# Honeypots



## Geek (Aug 22, 2014)

I've got a handful of leftover IP4's in my current Q.A. box. Not wanting them to go to waste, I kicked around the idea of spooling up a couple of containers and turning them into honeypots, and yesterday evening I configured Kippo. I liked the idea, you know, making them look like mail servers or something, use an old domain and make it look like a blown out open relay with a funky RDNS like "oldmx1" or "samba" and put a Lorum Ipsum template up in front of it. Seems sort of devious. Have already logged a few instances where someone tried to pull their bots down and run them. Happened faster than I'd imagined.  

Anyway, earlier this morning a thought came to mind -- is there going to be a greater risk to the network for running these suckers? I mean it's not in production, and so far the attempts have been minimal at the very least, I just don't want to give the facility any trouble - plus there was no clause in the ToS about it - but I've never really maintained one before.

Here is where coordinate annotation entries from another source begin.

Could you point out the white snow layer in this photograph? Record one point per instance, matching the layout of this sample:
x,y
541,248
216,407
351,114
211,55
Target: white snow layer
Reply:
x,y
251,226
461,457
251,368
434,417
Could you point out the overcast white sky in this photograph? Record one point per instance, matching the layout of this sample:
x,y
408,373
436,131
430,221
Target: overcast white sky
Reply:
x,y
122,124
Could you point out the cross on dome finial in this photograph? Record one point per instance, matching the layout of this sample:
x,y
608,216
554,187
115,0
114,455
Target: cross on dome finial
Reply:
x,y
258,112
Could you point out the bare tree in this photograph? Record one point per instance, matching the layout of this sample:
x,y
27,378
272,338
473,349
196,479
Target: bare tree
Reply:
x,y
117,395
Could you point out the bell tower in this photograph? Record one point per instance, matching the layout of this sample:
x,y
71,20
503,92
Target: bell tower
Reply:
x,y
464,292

Are there any other tools out there like Kippo that I could mess around with?

Have a good weekend.


----------



## wlanboy (Aug 22, 2014)

The traffic is always hitting your ips - you just left open one door.

You should not have a lot of these doors on the same subnet because some people might think that this subnet might be a easy target and they start to look into that subnet with more care.

But all the actions you can track on your honeypot are scripted actions.

There is no person there typing in the commands (most of the time), so there is no person that can get pissed and would try to send a DDOS afterwards.


----------



## MeanServers (Aug 25, 2014)

There are definitely risks to running Honnypots and as wlanboy pointed out, it can damage the reputation of your IP subnet. I wouldn't run any Honnypots if you are running a production network, or maybe run them somewhere else. Just took risky for your own business.


----------